Extract

Although well established in North America and now an active area of postgraduate research in Europe, environmental history scarcely yet features in the undergraduate curriculum of UK university history departments. Were it taught, Richard Hoffmann’s book would show what a fully developed course might look like. This is unsurprising, for the book’s origin is a course successfully taught by Hoffmann at York University in Canada. It contains the wisdom, and embodies the experience, gained from a career spent presenting this most interdisciplinary of subjects to classes of humanities students shy of science and nervous of numbers. The result is an accessible, readable and thought-provoking book with which any historian, environmental or otherwise, ought to be able to engage. In place of the numbers, tables (none) and graphs (just two) favoured by natural scientists, Hoffmann deploys an eclectic array of illustrations, diagrams and maps, a host of intriguing case-studies, and a telling turn of phrase. In his avowed aims to bring ‘the natural world into the story as an agent and object of history’ and to demonstrate that ‘nature mattered’ (p. 3) to medieval Europeans, he prudently adheres to the paradigm with which his intended audience is most familiar.
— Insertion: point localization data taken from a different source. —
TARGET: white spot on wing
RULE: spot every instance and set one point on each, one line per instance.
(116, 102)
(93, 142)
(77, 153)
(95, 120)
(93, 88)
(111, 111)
Nevertheless, it is ecology—‘the ecological principle recognises the interconnectedness of living and non-living things through various relationships, processes, and cycles’ (p. 6)—that shapes his agenda, informs his analyses and furnishes him with an especially effective terminology. Thus, writing of a millennia-long era extending from the decline of Rome to the discovery of the Americas, during which empires fell, peoples migrated, cultures clashed, classes conflicted and populations crashed, Hoffmann resists the temptation to talk of crises, revolutions and Malthusian over-population and speaks instead of instability, unsustainability, resource conflict, over-exploitation, overshoot and tipping-points. The terminology may be unfamiliar (a glossary would have helped) but it helps him produce a text devoid of the twin environmental sins of determinism and sensationalism.